In an insight article, published on its website on Thursday morning, the UK regulator outlined research it conducted with 1,800 individuals representative of the population that presented participants with advice from an algorithm.
In 57% of cases the robo advice was rejected and this varied little depending on the quality of advice presented.
But variations did occur depending on the demographics of those involved with polarisation at the extremes, whereby 30% of respondents refused every piece of advice recommended by an algorithm.
‘Older, male and less financially literate’
The FCA labelled this group a “hard-core of refusers” and said they tended to be “older, male and less financially literate”.
The insight article said: “Older consumers may be facing some of the most important financial choices of their life – how to use their pension freedoms, whether to opt out of certain pension schemes, consolidate pension pots and perhaps plan for possible social care. They also have the smallest opportunity for correcting any poor judgements.
“The costs of mistakes among this group are high both for themselves and for wider society. Proponents might be hoping that this is a group where robo advice can offer broad and affordable solutions. But it may also be the group where robo advice will face the most resistance.”
Similarly, 10% of respondents accepted every piece of advice offered up by the algorithm regardless of quality.
One of the strongest predictors for whether a person was likely to accept the robo advice was based on their general level of trust for large corporations. Those with high trust in large corporations accepted robo advice in 70% of cases. Those with low trust in corporations accepted robo advice only in 35% of cases.
Women and people up to the age of 34 were also more likely to trust robo advice.
FCA jokes that men don’t like asking for directions
The bulk of people who rejected robo advice were most likely to turn to an adviser as an alternative, according to the FCA research.

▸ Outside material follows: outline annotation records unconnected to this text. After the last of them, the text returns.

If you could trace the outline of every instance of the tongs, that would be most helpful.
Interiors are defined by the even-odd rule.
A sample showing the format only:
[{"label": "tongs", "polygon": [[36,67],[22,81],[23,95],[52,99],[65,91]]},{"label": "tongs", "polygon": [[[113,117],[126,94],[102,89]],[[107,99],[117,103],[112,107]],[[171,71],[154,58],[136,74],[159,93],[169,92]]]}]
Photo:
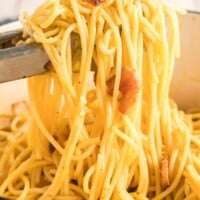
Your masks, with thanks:
[{"label": "tongs", "polygon": [[[181,108],[200,108],[200,14],[180,16],[181,59],[176,61],[170,95]],[[22,34],[19,22],[0,27],[0,45]],[[0,49],[0,83],[47,72],[49,58],[39,44]]]},{"label": "tongs", "polygon": [[0,27],[0,83],[38,75],[49,70],[49,58],[41,45],[12,45],[11,41],[21,35],[22,26],[19,22]]}]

This was selected in 72% cases with women more likely to choose this preference. Friends and family was the next most popular option, chosen by 21% of respondents, who were more likely to be young, of lower socio-economic status, less trusting of banks and have lower financial literacy.

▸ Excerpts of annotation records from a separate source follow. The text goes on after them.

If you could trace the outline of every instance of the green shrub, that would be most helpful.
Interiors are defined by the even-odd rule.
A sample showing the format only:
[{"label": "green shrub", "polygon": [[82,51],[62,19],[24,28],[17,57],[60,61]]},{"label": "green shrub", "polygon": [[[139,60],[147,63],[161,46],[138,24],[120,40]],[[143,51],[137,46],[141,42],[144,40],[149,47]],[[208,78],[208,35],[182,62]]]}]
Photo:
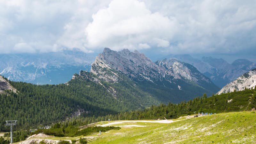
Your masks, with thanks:
[{"label": "green shrub", "polygon": [[85,144],[87,143],[87,140],[86,140],[86,139],[82,139],[82,138],[80,138],[80,139],[79,139],[79,142],[80,142],[81,144]]},{"label": "green shrub", "polygon": [[70,144],[70,143],[67,140],[60,140],[58,142],[58,144]]}]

Although only 7% of robo-rejecters said they would prefer to rely on their own judgement, this group had a “distinct” demographic, according to the FCA, being more likely to be male and middle-aged, have trust in banks and have higher financial literacy.
“It is hard to draw any clear conclusion from this – aside from making the obvious joke that middle-aged men don’t like asking for directions,” the article said, but the FCA pointed out that “higher financial literacy may not be the same as sufficient financial literacy, and that a little knowledge can be a dangerous thing if it leads to over-confidence”.
A long way to go before robo-advice is embraced
The article concluded that while there is a generational component to robo-advice pick-up, there are other factors such as basic trust in financial corporations, socio-economic status and consumers’ trust in their own judgement or that of their friends and relatives.
“There is clearly huge potential for robo advice to become a major part of the financial landscape, offering great advantages in cost and convenience for many consumers, liberating us from much of the hard work of tough decisions and potentially saving us from cognitive biases and limitations that may lead us astray in complex scenarios,” the article said.
“What is less clear is whether it can solve the advice gap in the foreseeable future and whether ultimately those who may need decision support most will have faith in the algorithms of the future.”